L’optimisation logistique est le cœur de la performance d’un système de gestion des déchets. Ce sous-chapitre présente un panel de solutions techniques, de la pré-collecte par des associations de quartier à la collecte en porte-à-porte ou en points d’apport volontaire. L’accent est mis sur le dimensionnement des équipements (bacs, tricycles, camions-bennes) et l’utilisation d’outils SIG pour optimiser les tournées en tenant compte de l’état du réseau viaire. Le tri à la source et en centre de regroupement est analysé comme une étape clé pour maximiser la qualité des matières recyclables.

II.3 Analyse Critique des Filières de Traitement : Compostage vs. Incinération vs. Enfouissement

La controverse sur la meilleure technologie de traitement final est tranchée ici par une analyse coûts-bénéfices contextualisée. L’enfouissement technique, bien que simple, consomme de l’espace et génère des lixiviats dangereux. L’incinération, efficace en réduction de volume, exige des investissements lourds et un contrôle strict des émissions de dioxines. Le compostage et la méthanisation, adaptés à la nature organique des déchets locaux, posent des défis de débouchés et de gestion de la qualité. L’étudiant développera une grille d’analyse multicritères pour choisir la solution la plus durable selon le contexte socio-économique.

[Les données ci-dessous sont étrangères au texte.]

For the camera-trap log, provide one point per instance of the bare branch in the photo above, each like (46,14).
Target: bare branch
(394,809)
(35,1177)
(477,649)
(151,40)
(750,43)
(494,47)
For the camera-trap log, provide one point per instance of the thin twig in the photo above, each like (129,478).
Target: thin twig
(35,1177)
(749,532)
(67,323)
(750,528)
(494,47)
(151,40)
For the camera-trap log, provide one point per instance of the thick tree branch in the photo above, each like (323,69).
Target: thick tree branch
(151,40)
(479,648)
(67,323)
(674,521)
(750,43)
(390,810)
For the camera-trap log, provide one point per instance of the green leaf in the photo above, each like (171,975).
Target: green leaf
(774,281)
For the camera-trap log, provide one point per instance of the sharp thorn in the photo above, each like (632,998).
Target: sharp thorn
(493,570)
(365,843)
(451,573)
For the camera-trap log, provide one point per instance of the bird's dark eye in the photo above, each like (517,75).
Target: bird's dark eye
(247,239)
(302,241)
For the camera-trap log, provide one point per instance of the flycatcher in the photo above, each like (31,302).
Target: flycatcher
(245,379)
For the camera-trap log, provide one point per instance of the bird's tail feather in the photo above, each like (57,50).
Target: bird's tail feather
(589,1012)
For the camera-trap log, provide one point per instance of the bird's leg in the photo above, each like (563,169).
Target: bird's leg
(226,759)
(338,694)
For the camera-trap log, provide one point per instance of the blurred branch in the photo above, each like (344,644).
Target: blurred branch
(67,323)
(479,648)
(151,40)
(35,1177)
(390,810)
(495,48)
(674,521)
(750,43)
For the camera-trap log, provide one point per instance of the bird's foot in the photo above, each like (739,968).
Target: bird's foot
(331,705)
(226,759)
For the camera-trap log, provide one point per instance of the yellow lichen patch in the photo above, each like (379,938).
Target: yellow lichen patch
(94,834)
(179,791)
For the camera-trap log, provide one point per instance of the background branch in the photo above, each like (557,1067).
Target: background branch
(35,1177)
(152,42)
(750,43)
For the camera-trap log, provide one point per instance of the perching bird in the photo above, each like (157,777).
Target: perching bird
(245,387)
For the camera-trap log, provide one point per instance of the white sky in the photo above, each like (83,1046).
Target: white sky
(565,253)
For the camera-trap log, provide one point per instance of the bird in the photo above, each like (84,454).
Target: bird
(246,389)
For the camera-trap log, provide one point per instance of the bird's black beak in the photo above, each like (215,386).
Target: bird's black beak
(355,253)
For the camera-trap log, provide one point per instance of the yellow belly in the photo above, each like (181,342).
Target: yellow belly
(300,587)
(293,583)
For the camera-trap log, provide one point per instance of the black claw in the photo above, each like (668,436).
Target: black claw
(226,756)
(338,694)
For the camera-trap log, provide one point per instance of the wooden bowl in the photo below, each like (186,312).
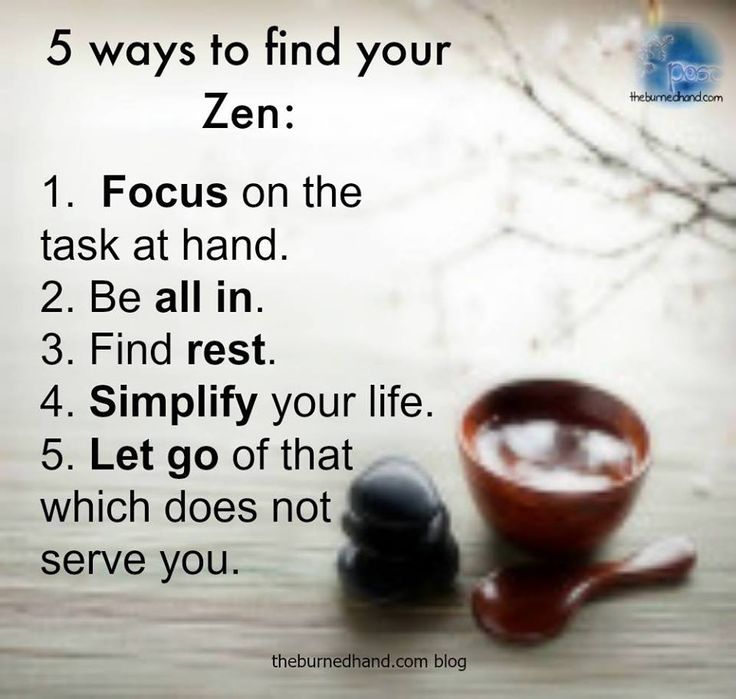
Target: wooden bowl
(552,522)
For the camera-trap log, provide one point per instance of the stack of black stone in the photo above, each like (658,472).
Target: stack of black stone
(399,528)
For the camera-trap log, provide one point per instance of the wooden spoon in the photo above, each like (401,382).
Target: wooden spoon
(531,603)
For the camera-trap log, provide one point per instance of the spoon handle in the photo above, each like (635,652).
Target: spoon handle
(668,559)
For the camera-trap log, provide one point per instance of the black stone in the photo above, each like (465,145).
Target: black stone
(384,579)
(394,539)
(394,490)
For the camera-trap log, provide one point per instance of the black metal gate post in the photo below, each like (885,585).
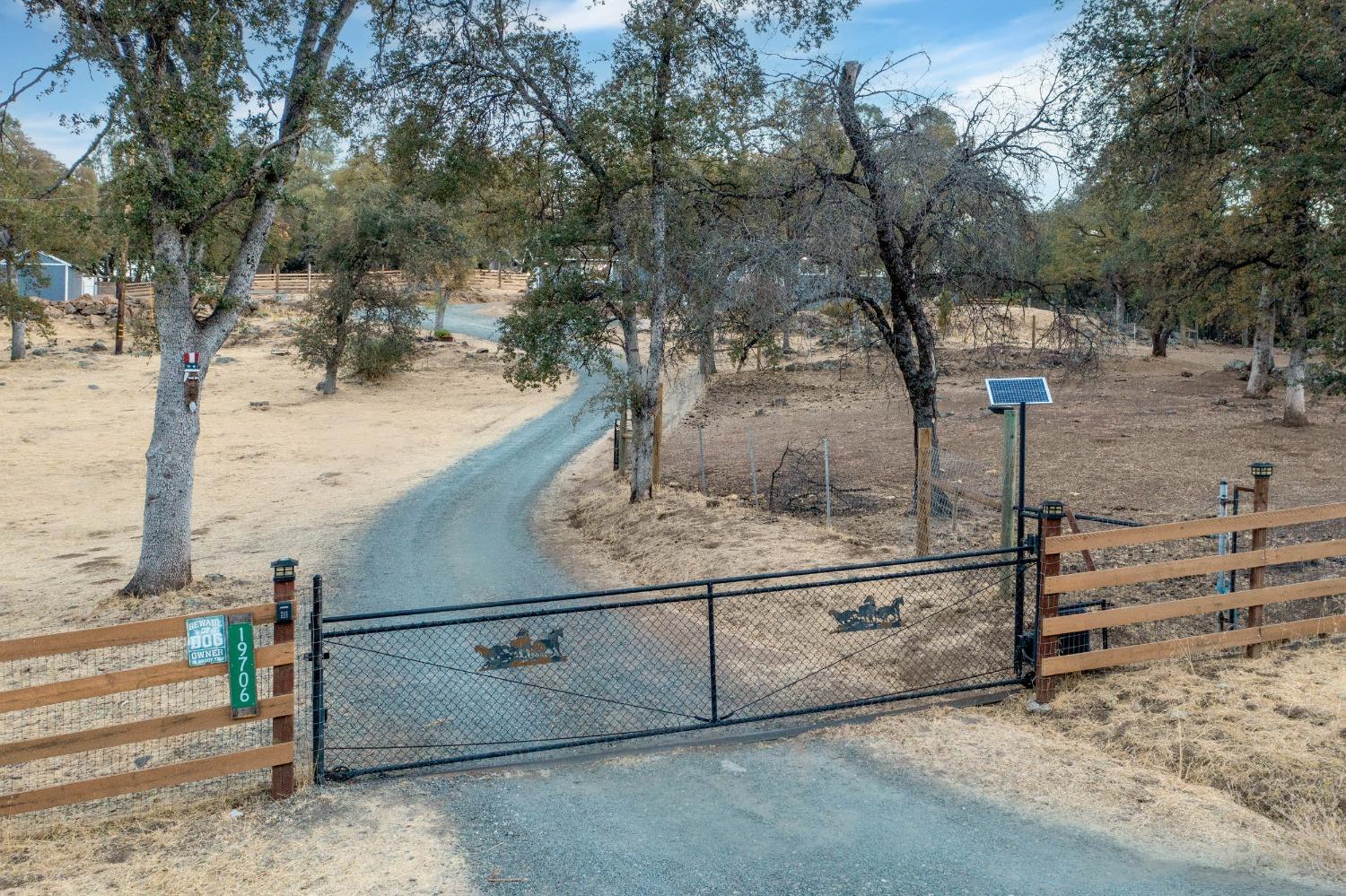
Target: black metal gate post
(317,656)
(710,623)
(1019,544)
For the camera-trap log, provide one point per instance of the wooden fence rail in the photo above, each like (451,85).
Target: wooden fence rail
(1053,584)
(309,283)
(277,708)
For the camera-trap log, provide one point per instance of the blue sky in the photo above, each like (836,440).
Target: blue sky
(969,43)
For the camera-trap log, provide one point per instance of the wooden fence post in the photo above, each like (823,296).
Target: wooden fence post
(283,675)
(1262,471)
(925,476)
(1050,565)
(659,440)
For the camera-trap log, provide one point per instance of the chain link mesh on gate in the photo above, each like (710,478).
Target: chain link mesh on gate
(422,691)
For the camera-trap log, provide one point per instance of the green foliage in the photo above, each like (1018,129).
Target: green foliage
(557,327)
(385,342)
(1222,121)
(363,323)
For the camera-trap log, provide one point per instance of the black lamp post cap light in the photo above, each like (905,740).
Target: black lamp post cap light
(283,570)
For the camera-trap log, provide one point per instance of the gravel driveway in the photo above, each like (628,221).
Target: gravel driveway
(780,817)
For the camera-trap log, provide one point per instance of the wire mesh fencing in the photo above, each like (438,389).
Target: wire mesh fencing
(69,737)
(443,686)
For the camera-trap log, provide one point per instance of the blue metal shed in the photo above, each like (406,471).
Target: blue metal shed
(59,280)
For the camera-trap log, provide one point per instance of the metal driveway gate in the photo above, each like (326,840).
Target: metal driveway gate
(431,686)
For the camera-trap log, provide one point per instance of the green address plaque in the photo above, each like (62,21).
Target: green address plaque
(242,666)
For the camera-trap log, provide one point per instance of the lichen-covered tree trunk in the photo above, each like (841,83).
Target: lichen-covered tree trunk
(1297,412)
(171,459)
(441,307)
(1264,336)
(905,326)
(18,330)
(1159,342)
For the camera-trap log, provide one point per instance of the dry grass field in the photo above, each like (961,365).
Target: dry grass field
(1245,755)
(280,470)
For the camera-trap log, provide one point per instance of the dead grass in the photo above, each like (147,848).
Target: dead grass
(371,839)
(1243,763)
(1039,770)
(1268,732)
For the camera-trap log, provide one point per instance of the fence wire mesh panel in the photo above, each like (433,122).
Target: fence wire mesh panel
(430,688)
(24,767)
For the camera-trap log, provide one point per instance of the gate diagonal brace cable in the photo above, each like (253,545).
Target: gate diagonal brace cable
(521,683)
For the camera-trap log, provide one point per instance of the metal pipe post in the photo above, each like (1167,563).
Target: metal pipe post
(710,623)
(700,447)
(1007,492)
(753,465)
(826,481)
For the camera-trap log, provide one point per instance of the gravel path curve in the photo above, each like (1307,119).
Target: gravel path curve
(780,817)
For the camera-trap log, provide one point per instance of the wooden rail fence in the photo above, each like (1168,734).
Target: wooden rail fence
(277,708)
(307,283)
(1053,584)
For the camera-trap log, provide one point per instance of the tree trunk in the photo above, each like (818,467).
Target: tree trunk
(1264,336)
(646,377)
(905,327)
(643,406)
(338,352)
(705,361)
(328,385)
(441,307)
(171,460)
(1295,412)
(18,328)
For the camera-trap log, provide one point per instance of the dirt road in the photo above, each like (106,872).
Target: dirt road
(808,817)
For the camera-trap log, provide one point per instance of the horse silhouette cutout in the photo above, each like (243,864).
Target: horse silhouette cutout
(522,650)
(869,615)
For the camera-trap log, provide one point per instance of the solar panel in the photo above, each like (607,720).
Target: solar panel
(1018,390)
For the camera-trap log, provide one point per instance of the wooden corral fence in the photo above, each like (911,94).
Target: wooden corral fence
(112,686)
(306,283)
(1252,635)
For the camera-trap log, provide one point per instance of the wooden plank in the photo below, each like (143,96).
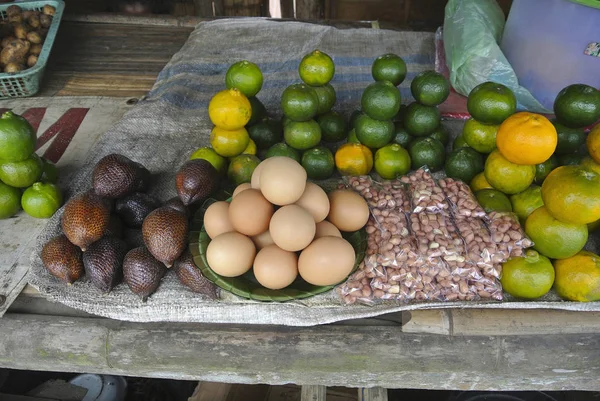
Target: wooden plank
(324,355)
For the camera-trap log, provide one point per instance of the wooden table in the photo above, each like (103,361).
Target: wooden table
(438,349)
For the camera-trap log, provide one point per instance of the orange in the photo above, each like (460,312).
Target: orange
(572,194)
(354,159)
(593,143)
(526,138)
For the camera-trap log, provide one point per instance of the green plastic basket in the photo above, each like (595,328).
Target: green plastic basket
(27,82)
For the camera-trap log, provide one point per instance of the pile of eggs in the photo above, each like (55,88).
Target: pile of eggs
(282,226)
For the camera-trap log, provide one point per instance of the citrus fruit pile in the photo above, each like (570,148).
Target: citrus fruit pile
(26,180)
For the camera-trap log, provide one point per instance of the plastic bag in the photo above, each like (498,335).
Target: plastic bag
(472,31)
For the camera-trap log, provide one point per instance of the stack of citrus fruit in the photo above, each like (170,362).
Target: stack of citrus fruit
(22,169)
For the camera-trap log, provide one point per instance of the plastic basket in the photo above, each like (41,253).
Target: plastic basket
(27,82)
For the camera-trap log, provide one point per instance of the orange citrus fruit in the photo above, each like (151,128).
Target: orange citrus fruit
(526,138)
(354,159)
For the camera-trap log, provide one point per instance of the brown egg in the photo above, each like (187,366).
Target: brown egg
(216,219)
(292,228)
(250,212)
(282,180)
(230,254)
(348,211)
(275,268)
(327,229)
(240,188)
(262,240)
(327,261)
(315,200)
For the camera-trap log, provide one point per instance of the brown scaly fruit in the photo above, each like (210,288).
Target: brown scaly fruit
(165,233)
(85,219)
(190,276)
(195,181)
(115,176)
(103,262)
(63,259)
(142,272)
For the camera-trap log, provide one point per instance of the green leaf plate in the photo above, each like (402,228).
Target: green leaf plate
(246,286)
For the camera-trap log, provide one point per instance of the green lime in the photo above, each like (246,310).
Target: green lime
(577,106)
(392,161)
(266,133)
(41,200)
(17,138)
(427,152)
(302,135)
(10,200)
(333,126)
(491,103)
(529,277)
(299,102)
(570,140)
(492,200)
(374,133)
(401,135)
(543,169)
(22,174)
(258,111)
(421,120)
(553,238)
(326,97)
(316,68)
(283,149)
(209,154)
(241,168)
(318,163)
(381,100)
(430,88)
(524,203)
(464,164)
(245,77)
(481,137)
(389,67)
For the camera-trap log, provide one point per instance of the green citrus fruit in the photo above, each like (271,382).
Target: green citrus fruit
(491,103)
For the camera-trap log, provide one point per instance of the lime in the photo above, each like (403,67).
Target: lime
(553,238)
(374,133)
(529,277)
(209,154)
(245,77)
(326,98)
(381,100)
(241,168)
(430,88)
(302,135)
(10,200)
(283,149)
(427,152)
(318,163)
(316,68)
(480,137)
(22,174)
(17,137)
(392,161)
(421,120)
(41,200)
(299,102)
(389,67)
(266,133)
(491,103)
(577,106)
(492,200)
(463,164)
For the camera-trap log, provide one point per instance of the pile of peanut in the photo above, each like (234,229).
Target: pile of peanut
(430,241)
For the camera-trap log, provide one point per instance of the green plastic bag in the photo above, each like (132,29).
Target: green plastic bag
(472,33)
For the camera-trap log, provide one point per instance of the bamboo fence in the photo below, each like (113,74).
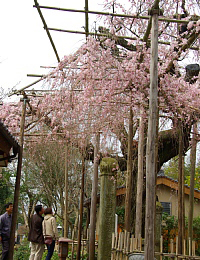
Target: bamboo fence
(124,244)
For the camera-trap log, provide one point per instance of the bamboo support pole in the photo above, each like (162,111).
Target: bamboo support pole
(193,248)
(164,19)
(171,246)
(22,89)
(17,181)
(161,247)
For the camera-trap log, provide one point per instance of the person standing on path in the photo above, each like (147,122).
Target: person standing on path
(35,235)
(5,228)
(50,229)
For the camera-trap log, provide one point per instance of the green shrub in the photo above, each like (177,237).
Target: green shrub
(22,252)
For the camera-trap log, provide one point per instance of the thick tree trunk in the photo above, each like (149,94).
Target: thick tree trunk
(192,176)
(81,211)
(129,174)
(138,221)
(151,139)
(93,201)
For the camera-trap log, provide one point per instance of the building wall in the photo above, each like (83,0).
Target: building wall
(166,194)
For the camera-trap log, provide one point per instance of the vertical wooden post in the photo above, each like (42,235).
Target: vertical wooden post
(180,192)
(129,174)
(192,176)
(94,200)
(138,220)
(17,182)
(151,138)
(86,18)
(108,167)
(66,193)
(81,210)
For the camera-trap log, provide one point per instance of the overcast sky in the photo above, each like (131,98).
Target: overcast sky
(25,46)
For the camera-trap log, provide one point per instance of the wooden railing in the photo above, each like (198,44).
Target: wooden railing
(123,244)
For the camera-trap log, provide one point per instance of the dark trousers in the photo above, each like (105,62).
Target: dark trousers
(5,245)
(50,250)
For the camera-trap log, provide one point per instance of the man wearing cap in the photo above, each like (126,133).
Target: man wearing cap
(35,235)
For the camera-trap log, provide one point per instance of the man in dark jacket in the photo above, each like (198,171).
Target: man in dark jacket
(35,235)
(5,228)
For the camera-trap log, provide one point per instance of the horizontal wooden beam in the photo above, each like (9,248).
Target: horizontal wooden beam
(164,19)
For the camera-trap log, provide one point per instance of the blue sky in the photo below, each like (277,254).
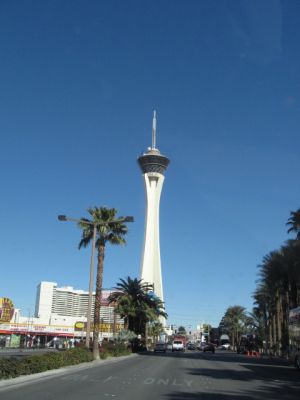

II.4 Application : Conception d’une Unité de Compostage de Quartier à Lubumbashi

Pour répondre au défi des déchets organiques, ce module guide la conception d’une plateforme de compostage décentralisée. Le projet intègre toutes les dimensions : estimation du gisement de biodéchets d’un quartier, dimensionnement des andains, choix de la technique (compostage en tas, lombricompostage), plan de suivi des paramètres (température, humidité), et stratégie de commercialisation du compost auprès des maraîchers périurbains. Cette mise en situation concrète permet de maîtriser un processus technologique à haute valeur ajoutée sociale, économique et agronomique, parfaitement adapté aux villes secondaires africaines.

Chapitre III. Stratégies de Valorisation et Économie Circulaire des Déchets

III.1 Fondements de l’Économie Circulaire et Métabolisme Urbain

L’économie circulaire, d’origine conceptuelle occidentale, doit être réinterprétée pour les villes du Sud. Ce sous-chapitre la définit non pas comme un simple recyclage, mais comme une réorganisation du métabolisme urbain visant à minimiser les prélèvements de ressources vierges et les rejets. Il s’agit d’analyser les flux de matière (biomasse, plastiques, métaux) qui traversent la ville pour identifier les points de fuite et les opportunités de bouclage. L’étudiant saisira la portée systémique de cette approche, qui connecte la gestion des déchets à l’aménagement du territoire et à la politique industrielle.

III.2 Structuration des Filières de Recyclage Formelles et Informelles

La récupération informelle est une réalité économique et sociale majeure dans les villes africaines. Ce module fournit les outils pour analyser et professionnaliser ce secteur, en améliorant les conditions de travail et la qualité des matières récupérées. Sont étudiées les techniques de séparation, de nettoyage et de conditionnement des plastiques (PET, PEHD), des métaux et du verre. L’objectif est de construire des ponts entre les “récupérateurs” informels et les industriels du recyclage, créant ainsi des chaînes de valeur inclusives et efficaces qui réduisent la pollution.

III.3 Limites Techniques et Économiques de la Valorisation Énergétique

La transformation des déchets en énergie (Waste-to-Energy) est une option séduisante mais techniquement exigeante. Ce segment examine de manière critique les technologies de pyrolyse, de gazéification et de méthanisation. La discussion se concentre sur les contraintes : nécessité d’un gisement de déchets au PCI stable et élevé, coûts d’investissement et de maintenance importants, et besoin d’un réseau électrique capable d’absorber la production. L’analyse met en lumière les raisons des échecs de certains projets en Afrique et définit les conditions de rentabilité strictes pour leur déploiement réussi.

I.4 Mise en Situation : Montage d’un Business Plan pour une Coopérative de Recyclage de Plastiques

De l’idée au projet viable, ce module applique les concepts à la création d’une entreprise sociale. Les étudiants élaborent un plan d’affaires complet pour une coopérative qui collecte, trie, broie et vend des granulés de plastique PET à des entreprises locales. Le travail inclut l’étude de marché, le choix du statut juridique, le plan de financement (recherche de subventions, microcrédit), le calcul du seuil de rentabilité et l’analyse des impacts sociaux et environnementaux. Cet exercice final ancre définitivement la compétence dans une logique entrepreneuriale à fort impact.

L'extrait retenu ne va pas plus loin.